The transition to this phase occurred with the release of ChatGPT and GPT-4, shifting the focus toward "zero-shot" clinical reasoning and standardized benchmarking (Clusters 2 and 5). Evidence matured through the evaluation of LLMs on the USMLE, where models like Med-PaLM achieved state-of-the-art accuracy by scaling parameters to 540 billion (Tier 1, High; PMID: 37438534). This phase established that LLMs could perform complex reasoning tasks, such as differentiating neuro-ophthalmology cases or identifying drug-disease associations. However, this period also solidified the "hallucination" problem, where models generated plausible but fabricated citations and medical justifications (Tier 1, High; PMID: 36981544, 38898292).

Emerging Phase: Autonomous Agents and scAInce (2025–Present)

The current phase (Clusters 3 and 7) focuses on resolving the reproducibility crisis through "agentic" systems and standardized interoperability protocols. The transition is marked by the move from LLMs as "co-pilots" to "lab-pilots" (Tier 1, High; PMID: 40951330). Innovations include the Model Context Protocol (MCP), which provides a standardized semantic layer for bioinformatics web services (Tier 1, High; PMID: 41729821), and frameworks designed to autonomously repair legacy workflows that suffer from decay.

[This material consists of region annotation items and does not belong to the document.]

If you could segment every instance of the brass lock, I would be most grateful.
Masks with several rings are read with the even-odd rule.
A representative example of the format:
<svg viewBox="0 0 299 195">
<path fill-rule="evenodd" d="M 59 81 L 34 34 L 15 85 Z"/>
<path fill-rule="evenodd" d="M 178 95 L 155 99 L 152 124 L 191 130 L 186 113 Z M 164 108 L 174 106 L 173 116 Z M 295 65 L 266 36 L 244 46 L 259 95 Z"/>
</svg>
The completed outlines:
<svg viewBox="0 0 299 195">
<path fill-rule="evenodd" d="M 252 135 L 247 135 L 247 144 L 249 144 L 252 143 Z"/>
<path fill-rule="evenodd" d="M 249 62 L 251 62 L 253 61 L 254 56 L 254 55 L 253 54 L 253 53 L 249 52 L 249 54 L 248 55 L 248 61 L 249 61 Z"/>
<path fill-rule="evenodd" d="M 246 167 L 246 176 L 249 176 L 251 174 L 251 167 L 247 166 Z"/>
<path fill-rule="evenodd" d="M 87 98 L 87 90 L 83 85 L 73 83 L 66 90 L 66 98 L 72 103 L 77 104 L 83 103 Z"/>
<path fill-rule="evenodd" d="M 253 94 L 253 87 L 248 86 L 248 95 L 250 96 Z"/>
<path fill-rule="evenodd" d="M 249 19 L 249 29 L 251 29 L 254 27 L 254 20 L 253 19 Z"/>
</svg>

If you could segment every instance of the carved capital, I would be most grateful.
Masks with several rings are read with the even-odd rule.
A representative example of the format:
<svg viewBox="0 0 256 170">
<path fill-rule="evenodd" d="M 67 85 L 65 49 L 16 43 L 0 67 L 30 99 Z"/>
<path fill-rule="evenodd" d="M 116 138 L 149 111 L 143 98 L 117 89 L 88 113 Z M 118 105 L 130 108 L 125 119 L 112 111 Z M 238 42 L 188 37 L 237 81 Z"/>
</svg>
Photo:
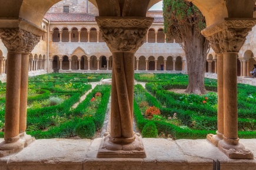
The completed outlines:
<svg viewBox="0 0 256 170">
<path fill-rule="evenodd" d="M 102 39 L 111 52 L 135 52 L 143 45 L 154 18 L 96 17 Z"/>
<path fill-rule="evenodd" d="M 40 41 L 40 36 L 19 28 L 0 29 L 0 37 L 9 52 L 30 53 Z"/>
<path fill-rule="evenodd" d="M 256 25 L 254 19 L 227 18 L 224 22 L 202 30 L 202 34 L 210 42 L 216 53 L 238 52 L 246 36 Z"/>
</svg>

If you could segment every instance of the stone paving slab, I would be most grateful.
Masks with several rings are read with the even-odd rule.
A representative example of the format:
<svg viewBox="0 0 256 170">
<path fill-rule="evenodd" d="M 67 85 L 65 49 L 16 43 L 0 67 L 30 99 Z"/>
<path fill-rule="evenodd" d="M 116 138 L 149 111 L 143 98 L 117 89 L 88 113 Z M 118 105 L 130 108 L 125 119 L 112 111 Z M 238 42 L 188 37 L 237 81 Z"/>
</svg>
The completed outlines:
<svg viewBox="0 0 256 170">
<path fill-rule="evenodd" d="M 230 159 L 206 140 L 143 138 L 146 158 L 97 158 L 101 140 L 38 140 L 21 152 L 0 158 L 0 170 L 212 170 L 213 159 L 220 161 L 221 170 L 256 170 L 256 159 Z M 240 142 L 256 156 L 255 139 Z"/>
</svg>

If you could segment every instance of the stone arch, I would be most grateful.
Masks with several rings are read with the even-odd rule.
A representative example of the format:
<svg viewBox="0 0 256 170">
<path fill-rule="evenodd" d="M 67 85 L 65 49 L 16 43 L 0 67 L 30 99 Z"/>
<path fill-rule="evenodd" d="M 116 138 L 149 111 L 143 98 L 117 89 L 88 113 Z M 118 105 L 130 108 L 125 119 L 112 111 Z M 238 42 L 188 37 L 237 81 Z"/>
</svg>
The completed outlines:
<svg viewBox="0 0 256 170">
<path fill-rule="evenodd" d="M 165 42 L 165 35 L 164 33 L 164 29 L 162 28 L 159 28 L 157 31 L 157 42 L 164 43 L 164 42 Z"/>
<path fill-rule="evenodd" d="M 97 57 L 95 56 L 91 56 L 90 69 L 91 70 L 97 70 L 98 69 Z"/>
<path fill-rule="evenodd" d="M 97 29 L 95 28 L 92 28 L 90 29 L 90 42 L 97 42 Z"/>
<path fill-rule="evenodd" d="M 139 70 L 146 70 L 146 57 L 141 56 L 139 57 Z"/>
<path fill-rule="evenodd" d="M 181 56 L 178 56 L 176 57 L 175 70 L 182 70 L 182 57 L 181 57 Z"/>
<path fill-rule="evenodd" d="M 62 56 L 62 70 L 69 69 L 69 60 L 68 56 Z"/>
<path fill-rule="evenodd" d="M 164 57 L 162 56 L 160 56 L 157 58 L 157 70 L 161 70 L 161 64 L 164 64 Z"/>
<path fill-rule="evenodd" d="M 78 42 L 78 29 L 76 27 L 74 27 L 71 29 L 71 41 L 72 42 Z"/>
<path fill-rule="evenodd" d="M 72 52 L 72 56 L 75 55 L 81 59 L 82 56 L 86 56 L 87 52 L 81 47 L 77 47 Z"/>
<path fill-rule="evenodd" d="M 61 41 L 62 42 L 68 42 L 69 41 L 69 32 L 68 28 L 64 27 L 62 29 Z"/>
<path fill-rule="evenodd" d="M 151 56 L 148 57 L 148 70 L 155 70 L 155 58 L 153 56 Z"/>
<path fill-rule="evenodd" d="M 154 28 L 150 28 L 148 30 L 148 42 L 155 43 L 155 30 Z"/>
<path fill-rule="evenodd" d="M 79 62 L 78 56 L 76 55 L 73 55 L 71 57 L 71 70 L 78 70 Z"/>
<path fill-rule="evenodd" d="M 58 28 L 55 28 L 52 30 L 52 42 L 59 42 L 61 40 L 59 30 Z"/>
<path fill-rule="evenodd" d="M 88 41 L 88 33 L 86 28 L 82 28 L 80 33 L 80 42 L 87 42 Z"/>
<path fill-rule="evenodd" d="M 174 62 L 173 57 L 171 56 L 168 56 L 166 61 L 166 70 L 173 70 L 174 69 Z"/>
</svg>

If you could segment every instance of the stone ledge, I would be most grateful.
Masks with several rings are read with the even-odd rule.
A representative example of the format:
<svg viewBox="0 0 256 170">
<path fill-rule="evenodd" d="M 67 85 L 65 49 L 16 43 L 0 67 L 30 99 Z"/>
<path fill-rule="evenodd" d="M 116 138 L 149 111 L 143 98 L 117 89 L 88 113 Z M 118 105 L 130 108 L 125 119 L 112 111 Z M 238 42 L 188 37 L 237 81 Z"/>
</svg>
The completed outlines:
<svg viewBox="0 0 256 170">
<path fill-rule="evenodd" d="M 220 161 L 221 170 L 256 169 L 256 159 L 229 159 L 206 140 L 143 138 L 146 158 L 97 158 L 101 140 L 38 140 L 19 153 L 0 158 L 0 170 L 212 170 L 213 159 Z M 256 139 L 240 141 L 256 155 Z"/>
</svg>

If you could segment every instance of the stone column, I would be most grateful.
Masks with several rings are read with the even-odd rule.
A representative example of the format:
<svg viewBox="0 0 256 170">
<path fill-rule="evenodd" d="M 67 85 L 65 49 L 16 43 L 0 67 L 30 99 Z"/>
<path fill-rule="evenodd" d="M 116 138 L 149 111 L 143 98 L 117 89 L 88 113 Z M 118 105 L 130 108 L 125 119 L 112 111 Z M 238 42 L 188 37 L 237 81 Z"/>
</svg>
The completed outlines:
<svg viewBox="0 0 256 170">
<path fill-rule="evenodd" d="M 59 31 L 59 42 L 62 42 L 62 32 Z"/>
<path fill-rule="evenodd" d="M 99 59 L 97 59 L 97 70 L 99 70 Z"/>
<path fill-rule="evenodd" d="M 68 41 L 68 42 L 71 42 L 71 31 L 68 31 L 68 33 L 69 33 L 69 40 Z"/>
<path fill-rule="evenodd" d="M 176 62 L 176 60 L 173 59 L 172 60 L 172 62 L 173 62 L 174 71 L 175 71 L 175 62 Z"/>
<path fill-rule="evenodd" d="M 87 33 L 88 34 L 88 42 L 90 42 L 90 31 L 88 30 Z"/>
<path fill-rule="evenodd" d="M 49 41 L 52 42 L 52 31 L 50 31 L 50 37 L 49 37 Z"/>
<path fill-rule="evenodd" d="M 5 74 L 5 63 L 6 63 L 6 59 L 4 59 L 3 60 L 3 74 Z"/>
<path fill-rule="evenodd" d="M 155 43 L 157 43 L 157 31 L 155 31 Z"/>
<path fill-rule="evenodd" d="M 242 59 L 242 76 L 244 77 L 246 76 L 246 62 L 247 62 L 247 59 Z"/>
<path fill-rule="evenodd" d="M 108 70 L 108 64 L 109 63 L 109 60 L 107 59 L 107 70 Z"/>
<path fill-rule="evenodd" d="M 69 70 L 71 71 L 71 70 L 72 70 L 72 69 L 71 69 L 72 59 L 69 59 L 68 60 L 69 61 Z"/>
<path fill-rule="evenodd" d="M 0 157 L 2 157 L 19 151 L 34 140 L 25 133 L 28 59 L 41 36 L 13 28 L 0 29 L 0 37 L 8 51 L 5 136 L 0 144 Z"/>
<path fill-rule="evenodd" d="M 250 60 L 248 60 L 246 62 L 246 68 L 247 68 L 246 76 L 251 76 L 250 75 L 249 64 L 250 64 Z"/>
<path fill-rule="evenodd" d="M 90 70 L 90 59 L 88 59 L 88 70 Z"/>
<path fill-rule="evenodd" d="M 218 147 L 232 159 L 254 159 L 252 153 L 239 143 L 237 72 L 238 53 L 245 41 L 248 32 L 251 30 L 251 28 L 255 24 L 256 21 L 254 20 L 225 20 L 202 31 L 202 35 L 211 42 L 212 47 L 215 53 L 223 54 L 223 78 L 221 79 L 223 81 L 223 107 L 221 109 L 223 109 L 224 113 L 224 130 L 223 140 L 218 141 Z M 219 65 L 219 63 L 221 62 L 221 58 L 218 58 L 218 77 L 219 75 L 222 76 L 222 67 L 220 64 Z M 219 79 L 221 79 L 221 77 L 218 77 L 218 86 L 219 84 L 221 84 L 221 80 Z M 218 91 L 218 93 L 220 93 Z M 219 123 L 219 109 L 218 111 Z M 220 132 L 219 129 L 218 132 Z M 212 142 L 217 145 L 217 142 Z"/>
<path fill-rule="evenodd" d="M 166 71 L 166 62 L 167 60 L 164 60 L 164 70 Z"/>
<path fill-rule="evenodd" d="M 141 137 L 132 128 L 134 54 L 153 21 L 151 18 L 96 17 L 113 57 L 111 132 L 105 134 L 97 157 L 146 156 Z"/>
<path fill-rule="evenodd" d="M 157 60 L 155 60 L 155 71 L 157 70 Z"/>
<path fill-rule="evenodd" d="M 136 65 L 136 70 L 139 70 L 139 59 L 136 60 L 137 62 L 137 65 Z"/>
<path fill-rule="evenodd" d="M 63 59 L 59 59 L 59 71 L 62 70 L 62 60 Z"/>
<path fill-rule="evenodd" d="M 81 59 L 78 59 L 78 70 L 81 70 Z"/>
<path fill-rule="evenodd" d="M 35 70 L 37 71 L 38 68 L 38 59 L 35 59 Z"/>
<path fill-rule="evenodd" d="M 97 43 L 99 42 L 99 31 L 97 30 Z"/>
<path fill-rule="evenodd" d="M 0 56 L 0 74 L 3 74 L 4 70 L 4 56 Z"/>
<path fill-rule="evenodd" d="M 213 59 L 213 60 L 214 61 L 214 73 L 217 74 L 217 68 L 218 68 L 217 59 Z"/>
<path fill-rule="evenodd" d="M 78 42 L 81 42 L 81 30 L 78 30 Z"/>
</svg>

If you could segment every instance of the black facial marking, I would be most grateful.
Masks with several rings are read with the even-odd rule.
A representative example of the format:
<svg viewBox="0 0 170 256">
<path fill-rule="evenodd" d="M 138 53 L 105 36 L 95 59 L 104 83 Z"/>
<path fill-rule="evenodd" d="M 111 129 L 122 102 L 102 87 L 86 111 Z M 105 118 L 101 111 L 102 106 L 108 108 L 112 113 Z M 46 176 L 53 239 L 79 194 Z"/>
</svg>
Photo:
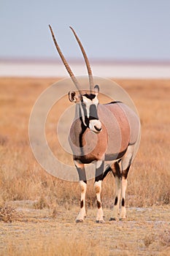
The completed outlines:
<svg viewBox="0 0 170 256">
<path fill-rule="evenodd" d="M 86 98 L 90 100 L 93 99 L 96 97 L 96 95 L 93 94 L 85 94 L 83 96 L 86 97 Z"/>
<path fill-rule="evenodd" d="M 92 104 L 90 106 L 90 116 L 89 116 L 90 120 L 95 120 L 95 119 L 98 119 L 98 114 L 97 114 L 97 108 L 96 105 Z"/>
</svg>

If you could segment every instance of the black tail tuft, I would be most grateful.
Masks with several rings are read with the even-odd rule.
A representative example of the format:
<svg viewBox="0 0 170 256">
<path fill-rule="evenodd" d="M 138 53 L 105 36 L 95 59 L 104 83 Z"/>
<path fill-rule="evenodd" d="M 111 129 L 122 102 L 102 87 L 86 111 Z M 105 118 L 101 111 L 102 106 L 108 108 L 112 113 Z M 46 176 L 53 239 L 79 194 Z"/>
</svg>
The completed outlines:
<svg viewBox="0 0 170 256">
<path fill-rule="evenodd" d="M 104 178 L 107 176 L 107 174 L 109 173 L 109 172 L 112 172 L 112 169 L 111 168 L 110 166 L 108 166 L 107 167 L 107 169 L 104 170 L 104 173 L 103 173 L 103 176 L 102 176 L 102 181 L 104 179 Z"/>
</svg>

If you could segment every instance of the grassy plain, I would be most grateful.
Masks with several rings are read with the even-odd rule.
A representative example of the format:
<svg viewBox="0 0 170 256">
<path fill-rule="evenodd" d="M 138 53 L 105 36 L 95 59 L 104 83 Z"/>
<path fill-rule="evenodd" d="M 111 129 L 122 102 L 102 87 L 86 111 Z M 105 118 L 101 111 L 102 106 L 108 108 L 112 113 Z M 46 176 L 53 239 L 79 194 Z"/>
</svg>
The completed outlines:
<svg viewBox="0 0 170 256">
<path fill-rule="evenodd" d="M 103 182 L 104 225 L 95 223 L 93 181 L 88 181 L 87 219 L 76 225 L 80 204 L 77 183 L 47 173 L 30 148 L 31 108 L 43 90 L 57 80 L 0 78 L 0 255 L 167 255 L 170 80 L 116 80 L 138 109 L 142 140 L 128 176 L 128 219 L 112 224 L 108 221 L 115 189 L 114 178 L 109 175 Z M 56 121 L 62 106 L 71 104 L 64 98 L 61 109 L 54 108 L 47 120 L 47 139 L 56 154 Z M 59 155 L 61 159 L 72 161 L 71 157 L 66 159 L 62 151 Z M 12 210 L 7 211 L 6 219 L 1 219 L 1 209 L 9 207 L 7 206 L 12 206 Z"/>
</svg>

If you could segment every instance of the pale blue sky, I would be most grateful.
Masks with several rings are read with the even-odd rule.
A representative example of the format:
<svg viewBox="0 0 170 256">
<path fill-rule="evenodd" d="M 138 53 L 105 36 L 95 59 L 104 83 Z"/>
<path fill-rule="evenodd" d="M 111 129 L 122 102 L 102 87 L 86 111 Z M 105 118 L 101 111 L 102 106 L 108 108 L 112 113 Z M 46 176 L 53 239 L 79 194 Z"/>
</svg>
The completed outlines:
<svg viewBox="0 0 170 256">
<path fill-rule="evenodd" d="M 170 61 L 169 0 L 0 0 L 0 59 L 59 59 L 51 24 L 68 59 Z"/>
</svg>

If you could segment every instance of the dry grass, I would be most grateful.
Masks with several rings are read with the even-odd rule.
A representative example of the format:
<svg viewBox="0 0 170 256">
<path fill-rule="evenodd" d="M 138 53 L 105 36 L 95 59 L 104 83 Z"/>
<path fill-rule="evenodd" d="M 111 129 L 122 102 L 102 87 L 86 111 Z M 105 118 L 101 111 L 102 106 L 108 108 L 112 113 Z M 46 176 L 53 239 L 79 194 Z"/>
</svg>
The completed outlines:
<svg viewBox="0 0 170 256">
<path fill-rule="evenodd" d="M 29 146 L 28 126 L 32 106 L 40 93 L 55 79 L 0 79 L 0 203 L 36 200 L 35 207 L 66 208 L 77 204 L 77 183 L 50 176 L 37 164 Z M 128 206 L 169 203 L 169 80 L 117 80 L 131 95 L 139 113 L 142 140 L 128 176 Z M 64 104 L 69 105 L 67 99 Z M 61 110 L 49 116 L 47 137 L 55 151 L 55 121 Z M 61 159 L 66 157 L 61 154 Z M 72 161 L 68 157 L 67 161 Z M 103 183 L 103 203 L 112 204 L 114 178 Z M 96 200 L 93 181 L 89 181 L 87 203 Z M 43 203 L 44 202 L 44 203 Z"/>
<path fill-rule="evenodd" d="M 137 107 L 142 140 L 128 176 L 128 221 L 108 221 L 115 190 L 114 178 L 109 175 L 103 182 L 103 225 L 94 222 L 93 181 L 88 181 L 87 219 L 75 225 L 77 183 L 52 177 L 31 151 L 28 127 L 31 108 L 40 93 L 55 81 L 0 78 L 0 255 L 169 255 L 170 80 L 117 81 Z M 71 105 L 64 100 L 66 105 Z M 56 121 L 61 110 L 62 105 L 54 106 L 46 126 L 55 154 Z M 72 161 L 62 151 L 59 157 Z M 34 200 L 31 207 L 26 200 Z M 23 208 L 20 200 L 24 200 Z M 132 208 L 137 206 L 144 208 Z M 20 219 L 18 209 L 23 212 Z"/>
</svg>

2. Network Structure and Relationships

The research network is characterized by high density in clinical benchmarking and lower density in ethical governance, implying a landscape where performance evaluation has outpaced the development of safety guardrails.

• Average Degree and Replication Ratio: There is a high replication ratio in studies assessing GPT-4 on medical exams, with over 168 articles contributing to a network meta-analysis of clinical accuracy. This redundancy serves to validate the performance ceiling of general-purpose models.
• Inter-cluster Edge Share: Bridges are formed by Retrieval-Augmented Generation (RAG) methodologies, which connect literature mining (Cluster 1) to clinical decision support (Cluster 2). RAG significantly

Unverified Citations

The following sources failed to support their assigned claims after 3 verification rounds designed to ensure only high-confidence, relevant references are retained:

• PMID:40305085 — , and frameworks like CodeR3 and Snakemaker, designed to autonomously repair the 80% of legacy workflows that su...
  Failed: entities,conclusion — This paper is a meta-analysis of LLM accuracy in clinical research and does not mention the CodeR3 or Snakemaker frameworks, nor the specific 80% legacy workflow decay statistic.
• DOI:10.48550/arXiv.2505.02841 — , and frameworks like CodeR3 and Snakemaker, designed to autonomously repair the 80% of legacy workflows that su...
  Failed: entities,conclusion — The paper does not mention CodeR3 nor does it cite the 80% decay statistic for legacy workflows; it focuses on converting ad-hoc scripts to Snakemake.